Tyranny: The new normal

Last week, the government released employment data that showed a drop in unemployment even though the economy remained weak and the country reached a record low labor participation rate. As the left-wing grapples with this disparity between statistics and reality, they have come to adopt an interesting term to describe this failure.

They call it the new norm, which has become a way to provide cover for their failed policies while making it sound like it’s not their fault. I’m sure you remember how they did the same thing when Bush was president, right? Of course you don’t.

This “new norm” has become a way of telling America to simply accept things as they are because it’s normal. Unfortunately, the new norm has begun to show itself in other areas.

Recently, the Supreme Court decided not to decide (which is deciding) on the issue of state’s rights—specifically, the right of the states (i.e. the people) to establish the boundaries on what is considered marriage—when they elected to ignore the appeals of several states that had their laws on the issue overturned by activist judges in several lower courts.

Whether you agree with this decision or not—and for that matter, whether you support homosexual marriage or not—really isn’t the point. The really important thing we need to take away from this situation is how tyranny has become the new normal in America; and sadly, how American’s have come to accept it.

“The accumulation of all powers, legislative, executive, and judiciary, in the same hands, whether of one, a few, or many, and whether hereditary, self-appointed or elective, may justly be pronounced the very definition of TYRANNY.”

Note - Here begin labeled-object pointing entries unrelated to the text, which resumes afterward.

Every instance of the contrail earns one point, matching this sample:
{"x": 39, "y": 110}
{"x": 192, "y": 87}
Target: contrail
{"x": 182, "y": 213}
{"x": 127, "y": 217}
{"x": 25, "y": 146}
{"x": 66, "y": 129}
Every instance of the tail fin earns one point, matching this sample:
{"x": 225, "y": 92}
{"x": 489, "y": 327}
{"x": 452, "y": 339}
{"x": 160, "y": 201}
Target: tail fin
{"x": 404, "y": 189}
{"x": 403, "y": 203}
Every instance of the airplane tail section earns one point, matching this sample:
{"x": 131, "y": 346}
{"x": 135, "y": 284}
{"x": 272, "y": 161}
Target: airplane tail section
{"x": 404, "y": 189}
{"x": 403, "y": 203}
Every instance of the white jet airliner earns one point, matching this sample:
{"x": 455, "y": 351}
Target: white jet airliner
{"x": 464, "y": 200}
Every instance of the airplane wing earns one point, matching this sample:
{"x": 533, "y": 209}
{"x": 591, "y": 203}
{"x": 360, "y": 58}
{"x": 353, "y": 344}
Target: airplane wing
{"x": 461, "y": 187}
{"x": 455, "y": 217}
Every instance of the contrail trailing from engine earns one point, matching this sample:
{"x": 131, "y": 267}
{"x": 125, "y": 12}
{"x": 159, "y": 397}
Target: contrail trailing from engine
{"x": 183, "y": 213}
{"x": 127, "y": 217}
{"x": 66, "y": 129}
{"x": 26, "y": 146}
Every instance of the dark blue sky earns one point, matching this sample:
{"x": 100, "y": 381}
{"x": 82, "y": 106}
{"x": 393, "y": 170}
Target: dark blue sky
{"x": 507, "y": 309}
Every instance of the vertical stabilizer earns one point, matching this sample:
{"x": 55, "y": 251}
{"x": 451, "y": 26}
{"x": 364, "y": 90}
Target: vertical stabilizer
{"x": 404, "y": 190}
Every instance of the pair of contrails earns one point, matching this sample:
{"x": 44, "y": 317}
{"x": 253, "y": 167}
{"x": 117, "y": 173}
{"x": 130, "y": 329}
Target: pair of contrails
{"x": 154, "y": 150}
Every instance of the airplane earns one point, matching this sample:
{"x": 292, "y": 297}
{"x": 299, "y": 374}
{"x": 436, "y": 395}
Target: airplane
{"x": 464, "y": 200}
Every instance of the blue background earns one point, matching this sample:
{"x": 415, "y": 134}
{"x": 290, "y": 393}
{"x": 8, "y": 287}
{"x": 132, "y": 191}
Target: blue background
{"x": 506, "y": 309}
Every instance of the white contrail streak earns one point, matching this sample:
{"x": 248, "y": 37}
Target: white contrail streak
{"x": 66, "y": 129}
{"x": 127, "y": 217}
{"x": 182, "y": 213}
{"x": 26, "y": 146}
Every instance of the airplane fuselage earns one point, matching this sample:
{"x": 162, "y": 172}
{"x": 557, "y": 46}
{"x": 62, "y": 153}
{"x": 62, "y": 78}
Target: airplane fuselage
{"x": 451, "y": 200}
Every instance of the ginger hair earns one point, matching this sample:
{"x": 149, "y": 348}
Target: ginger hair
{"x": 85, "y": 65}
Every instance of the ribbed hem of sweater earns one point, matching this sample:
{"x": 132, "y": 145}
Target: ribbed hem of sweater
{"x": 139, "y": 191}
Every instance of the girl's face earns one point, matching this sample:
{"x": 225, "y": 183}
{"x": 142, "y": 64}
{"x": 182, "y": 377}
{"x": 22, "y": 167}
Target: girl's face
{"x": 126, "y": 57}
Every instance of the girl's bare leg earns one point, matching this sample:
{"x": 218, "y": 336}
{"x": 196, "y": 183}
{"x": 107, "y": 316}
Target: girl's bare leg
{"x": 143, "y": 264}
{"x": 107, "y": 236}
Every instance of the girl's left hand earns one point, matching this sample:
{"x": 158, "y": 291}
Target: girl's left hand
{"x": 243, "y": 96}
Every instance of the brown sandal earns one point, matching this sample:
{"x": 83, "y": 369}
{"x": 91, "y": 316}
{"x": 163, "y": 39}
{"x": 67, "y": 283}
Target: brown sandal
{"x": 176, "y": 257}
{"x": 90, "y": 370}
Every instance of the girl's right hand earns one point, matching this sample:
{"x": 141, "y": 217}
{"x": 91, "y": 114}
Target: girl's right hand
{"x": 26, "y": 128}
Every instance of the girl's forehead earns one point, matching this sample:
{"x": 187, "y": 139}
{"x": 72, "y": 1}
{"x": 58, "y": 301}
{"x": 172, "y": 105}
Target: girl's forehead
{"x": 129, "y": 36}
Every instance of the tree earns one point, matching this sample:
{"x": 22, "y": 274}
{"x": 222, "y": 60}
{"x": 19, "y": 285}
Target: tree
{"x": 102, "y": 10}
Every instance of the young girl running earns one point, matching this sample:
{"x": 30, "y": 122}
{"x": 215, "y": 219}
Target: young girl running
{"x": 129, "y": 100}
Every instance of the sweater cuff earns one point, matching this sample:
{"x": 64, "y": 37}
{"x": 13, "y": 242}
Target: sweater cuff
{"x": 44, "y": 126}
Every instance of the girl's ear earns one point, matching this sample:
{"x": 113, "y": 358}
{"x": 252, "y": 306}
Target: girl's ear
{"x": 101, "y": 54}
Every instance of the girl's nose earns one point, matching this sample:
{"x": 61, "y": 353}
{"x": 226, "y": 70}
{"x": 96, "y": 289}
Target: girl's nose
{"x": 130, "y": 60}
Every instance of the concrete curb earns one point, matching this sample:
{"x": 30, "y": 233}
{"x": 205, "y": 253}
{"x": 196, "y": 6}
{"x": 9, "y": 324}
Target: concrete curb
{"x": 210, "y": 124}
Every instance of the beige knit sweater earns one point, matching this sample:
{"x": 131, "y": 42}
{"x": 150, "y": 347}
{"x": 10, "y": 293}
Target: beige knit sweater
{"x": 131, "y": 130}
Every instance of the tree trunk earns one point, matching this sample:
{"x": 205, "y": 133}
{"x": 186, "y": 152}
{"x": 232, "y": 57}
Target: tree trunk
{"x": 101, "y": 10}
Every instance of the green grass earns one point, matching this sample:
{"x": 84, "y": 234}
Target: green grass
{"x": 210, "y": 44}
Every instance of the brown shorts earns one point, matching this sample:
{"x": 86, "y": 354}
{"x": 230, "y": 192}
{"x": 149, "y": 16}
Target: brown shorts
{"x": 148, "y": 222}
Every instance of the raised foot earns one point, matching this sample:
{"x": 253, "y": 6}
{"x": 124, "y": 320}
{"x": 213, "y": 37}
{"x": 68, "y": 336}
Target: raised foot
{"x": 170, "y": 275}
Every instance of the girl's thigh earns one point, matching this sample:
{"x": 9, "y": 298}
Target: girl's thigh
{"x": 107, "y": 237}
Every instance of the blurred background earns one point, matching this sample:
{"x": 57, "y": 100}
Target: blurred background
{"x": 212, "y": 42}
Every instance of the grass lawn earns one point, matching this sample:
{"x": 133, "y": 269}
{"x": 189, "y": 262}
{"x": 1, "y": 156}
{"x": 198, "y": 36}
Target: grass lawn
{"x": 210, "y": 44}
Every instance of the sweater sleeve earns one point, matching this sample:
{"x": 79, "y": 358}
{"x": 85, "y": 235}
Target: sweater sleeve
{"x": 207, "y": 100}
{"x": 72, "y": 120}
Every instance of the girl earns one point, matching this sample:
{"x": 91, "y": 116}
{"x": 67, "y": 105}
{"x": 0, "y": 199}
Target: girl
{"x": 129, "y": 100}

James Madison, Federalist Paper 47

The fact that the fate of this or any issue was left in the hands of 9 unelected individuals with lifetime appointments provides proof of the wisdom of Mr. Madison. In his explanation of the structure and function of the three branches of government, he warned of the dangers America would face if the power of the three were to be too closely aligned. Quoting Charles Secondat, Baron de Montesquieu—whose writings on the Separation of Powers served as the outline for how the Founding Fathers structured our government—James Madison warned of the dangers of what we have today:

 “The reasons on which Montesquieu grounds his maxim are a further demonstration of his meaning. ‘When the legislative and executive powers are united in the same person or body,’ says he, ‘there can be no liberty, because apprehensions may arise lest the same monarch or senate should enact tyrannical laws to execute them in a tyrannical manner.’ Again: ‘Were the power of judging joined with the legislative, the life and liberty of the subject would be exposed to arbitrary control, for the judge would then be the legislator. Were it joined to the executive power, the judge might behave with all the violence of an oppressor.’ Some of these reasons are more fully explained in other passages; but briefly stated as they are here, they sufficiently establish the meaning which we have put on this celebrated maxim of this celebrated author.

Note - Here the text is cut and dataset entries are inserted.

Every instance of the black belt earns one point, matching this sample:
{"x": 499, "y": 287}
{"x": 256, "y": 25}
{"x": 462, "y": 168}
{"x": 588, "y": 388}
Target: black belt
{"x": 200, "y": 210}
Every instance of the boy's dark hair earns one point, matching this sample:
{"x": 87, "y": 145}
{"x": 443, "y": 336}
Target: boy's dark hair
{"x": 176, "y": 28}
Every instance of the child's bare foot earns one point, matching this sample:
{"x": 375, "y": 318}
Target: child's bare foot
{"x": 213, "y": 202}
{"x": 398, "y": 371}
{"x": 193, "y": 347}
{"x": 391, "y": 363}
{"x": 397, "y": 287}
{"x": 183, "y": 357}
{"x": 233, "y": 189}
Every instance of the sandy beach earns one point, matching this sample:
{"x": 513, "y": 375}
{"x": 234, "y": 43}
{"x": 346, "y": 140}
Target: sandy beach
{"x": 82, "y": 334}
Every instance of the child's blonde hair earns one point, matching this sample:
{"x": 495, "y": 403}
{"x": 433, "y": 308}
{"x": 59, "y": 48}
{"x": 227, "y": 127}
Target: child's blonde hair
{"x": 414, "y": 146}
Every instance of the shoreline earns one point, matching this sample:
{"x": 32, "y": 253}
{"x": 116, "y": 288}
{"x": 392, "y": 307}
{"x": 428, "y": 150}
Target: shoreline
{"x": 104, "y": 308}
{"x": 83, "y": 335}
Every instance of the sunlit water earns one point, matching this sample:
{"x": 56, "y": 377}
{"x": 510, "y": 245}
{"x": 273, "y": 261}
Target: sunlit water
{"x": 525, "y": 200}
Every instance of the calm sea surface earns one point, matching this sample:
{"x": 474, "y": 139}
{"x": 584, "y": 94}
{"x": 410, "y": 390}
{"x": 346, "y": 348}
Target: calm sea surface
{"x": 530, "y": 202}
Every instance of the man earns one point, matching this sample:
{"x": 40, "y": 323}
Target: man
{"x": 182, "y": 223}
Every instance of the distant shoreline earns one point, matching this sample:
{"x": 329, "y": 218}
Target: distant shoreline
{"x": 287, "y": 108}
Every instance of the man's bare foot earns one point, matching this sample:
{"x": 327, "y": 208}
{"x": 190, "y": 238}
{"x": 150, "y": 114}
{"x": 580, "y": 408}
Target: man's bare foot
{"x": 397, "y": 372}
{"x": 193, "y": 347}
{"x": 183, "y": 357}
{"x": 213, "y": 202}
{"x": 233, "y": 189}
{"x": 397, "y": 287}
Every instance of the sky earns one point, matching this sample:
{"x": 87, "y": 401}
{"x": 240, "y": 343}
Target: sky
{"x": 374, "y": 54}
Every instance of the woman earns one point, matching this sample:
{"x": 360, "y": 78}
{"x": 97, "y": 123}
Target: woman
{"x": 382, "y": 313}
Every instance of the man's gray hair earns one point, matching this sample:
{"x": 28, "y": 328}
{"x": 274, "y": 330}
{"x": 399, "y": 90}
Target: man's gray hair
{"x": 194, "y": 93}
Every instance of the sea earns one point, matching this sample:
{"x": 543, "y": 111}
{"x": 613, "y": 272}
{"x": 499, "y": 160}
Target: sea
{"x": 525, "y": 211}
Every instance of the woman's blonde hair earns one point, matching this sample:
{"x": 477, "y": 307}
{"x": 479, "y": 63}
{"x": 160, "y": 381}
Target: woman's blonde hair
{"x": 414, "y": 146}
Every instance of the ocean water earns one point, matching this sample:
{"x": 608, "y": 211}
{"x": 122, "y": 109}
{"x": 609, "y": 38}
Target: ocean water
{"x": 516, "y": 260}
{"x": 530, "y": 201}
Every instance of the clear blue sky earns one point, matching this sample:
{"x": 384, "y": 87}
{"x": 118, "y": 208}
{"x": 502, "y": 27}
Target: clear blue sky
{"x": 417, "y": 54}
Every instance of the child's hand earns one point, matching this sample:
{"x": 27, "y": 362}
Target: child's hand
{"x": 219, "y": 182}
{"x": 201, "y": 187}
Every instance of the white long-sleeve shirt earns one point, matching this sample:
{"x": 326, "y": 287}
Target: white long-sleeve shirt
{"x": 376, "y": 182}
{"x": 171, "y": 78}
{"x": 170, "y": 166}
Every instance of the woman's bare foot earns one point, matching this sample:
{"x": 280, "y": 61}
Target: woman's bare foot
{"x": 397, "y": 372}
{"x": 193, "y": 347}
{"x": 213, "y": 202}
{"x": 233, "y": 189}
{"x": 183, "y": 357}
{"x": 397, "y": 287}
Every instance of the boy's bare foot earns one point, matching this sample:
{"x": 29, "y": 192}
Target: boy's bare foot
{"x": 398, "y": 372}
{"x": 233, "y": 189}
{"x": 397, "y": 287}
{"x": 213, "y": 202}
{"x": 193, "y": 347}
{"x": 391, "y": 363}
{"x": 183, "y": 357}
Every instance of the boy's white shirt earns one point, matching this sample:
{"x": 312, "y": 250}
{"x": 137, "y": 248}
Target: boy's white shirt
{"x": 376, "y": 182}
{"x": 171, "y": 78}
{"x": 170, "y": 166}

As if this latest example of judicial activism—or inactionism if you prefer—wasn’t enough, one need look no further than the First Amendment in the Bill of Rights as proof of the tyranny we are living under:

And this doesn’t even include efforts to void the Second Amendment, illegal search and seizure by the NSA, the right to due process, and abuses of eminent domain.

It wasn’t all that long ago that Obama said the following:

“You’ve grown up hearing voices that incessantly warn of government as nothing more than some separate, sinister entity that’s at the root of all our problems. Some of these same voices also do their best to gum up the works. They warn that tyranny is always lurking just around the corner. You should reject these voices. Because what they suggest is that our brave and creative and unique experiment in self-rule is somehow just a sham with which we can’t be trusted.”

With these words, Obama attempted to have Americans accept the over-reaching power of the three branches of the federal government he loves.

Because, after all… it’s the new normal.